The Java project is located under the prior_probabilities_and_index_generation folder. This folder contains 4 Java classes: EntityInOutRelationCounter.java, PriorProbabilityCalculation.java, LuceneIndexCreation.java and Helpers.java.

  1. Helpers.java - contains helpful methods used by the other classes.
  2. EntityInOutRelationCounter.java - counts the in and out going edges by iterating through all the Wikidata items and going though their relations and properties. (Output: vertex-degree-hash-map.ser)
  3. PriorProbabilityCalculation.java - uses the number of Wikidata sitelinks as the second part of the prior probability. (Output: prior-probability-hash-map.ser)
  4. LuceneIndexCreation.java - This step relies on the previous two steps, because while generating the index of surface forms, the prior probabilities are used to store them alongside the surface forms.

Connect the dump file, same as in the Analysis Wiki

The dump file 20170717.json.gz, which is explained in greater detail under the Analysis wiki, should be extracted in the Java Project under the path prior_probabilities_and_index_generation\dumpfiles\wikidatawiki.

Execution of Prior Probability Generation

The EntityInOutRelationCounter.java and the PriorProbabilityCalculation.java can be run on a local machine due to small RAM constraints and they will output their above mentioned result files under prior_probabilities_and_index_generation\results.

Multi Language Support

Before generating the index of surface forms, decide on the language that you prefer and modify the LuceneIndexCreation.java file. This file contains the LANGUAGE variable which is the Wikipedia representation of the language. (e.g. en - English, de - German, fr - French)
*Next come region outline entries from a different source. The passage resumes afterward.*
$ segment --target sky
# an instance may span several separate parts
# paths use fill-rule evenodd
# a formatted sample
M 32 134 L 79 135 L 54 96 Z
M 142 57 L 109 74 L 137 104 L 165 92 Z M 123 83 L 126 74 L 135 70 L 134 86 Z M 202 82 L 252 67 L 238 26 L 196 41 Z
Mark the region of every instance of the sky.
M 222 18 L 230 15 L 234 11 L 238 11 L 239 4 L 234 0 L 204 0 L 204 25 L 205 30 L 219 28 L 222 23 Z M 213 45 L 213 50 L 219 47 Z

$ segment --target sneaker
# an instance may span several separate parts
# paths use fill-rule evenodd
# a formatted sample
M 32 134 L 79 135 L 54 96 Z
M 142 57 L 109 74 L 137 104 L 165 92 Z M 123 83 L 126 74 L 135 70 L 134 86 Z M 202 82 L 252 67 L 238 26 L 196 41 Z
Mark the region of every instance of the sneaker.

Generation of Index of Surface Forms

For the LuceneIndexCreation.java the researchers needs to follow these steps:

  1. (Online) Log into your server and create a directory. (e.g. lucene). Create a sub-folder. (e.g. results) Transfer the prior-probability-hash-map.ser and the vertex-degree-hash-map.ser to this folder.
  2. (Locally) Navigate to \prior_probabilities_and_index_generation
  3. (Locally) Run mvn clean install. (On a console with Maven preinstalled)
  4. (Online) Transfer the locally generated file under \prior_probabilities_and_index_generation\target\prior_probabilities_and_index_generation-0.0.1-SNAPSHOT.jar to your server in a new folder let's say lucene. (e.g. using the pscp command)
  5. (Online) Run the jar file.
    1. (Online) If you don't know how to run the file you can use our already written bash script that does it for you. Transfer the start_index_creation.sh script to the server. This script can be found in the *prior_probabilities_and_index_generation\index_generation_script* folder and should be copied to the lucene folder.
    2. (Online) Run sh start_index_creation.sh to begin the process of index generation. (This script can be modified to the needs of the user. It is a simple bash scripts that executes commands for directory cleaning and creation)
  6. (Online) Done! The index will be generated /lucene/results/wikidatawiki-20170717/lucene.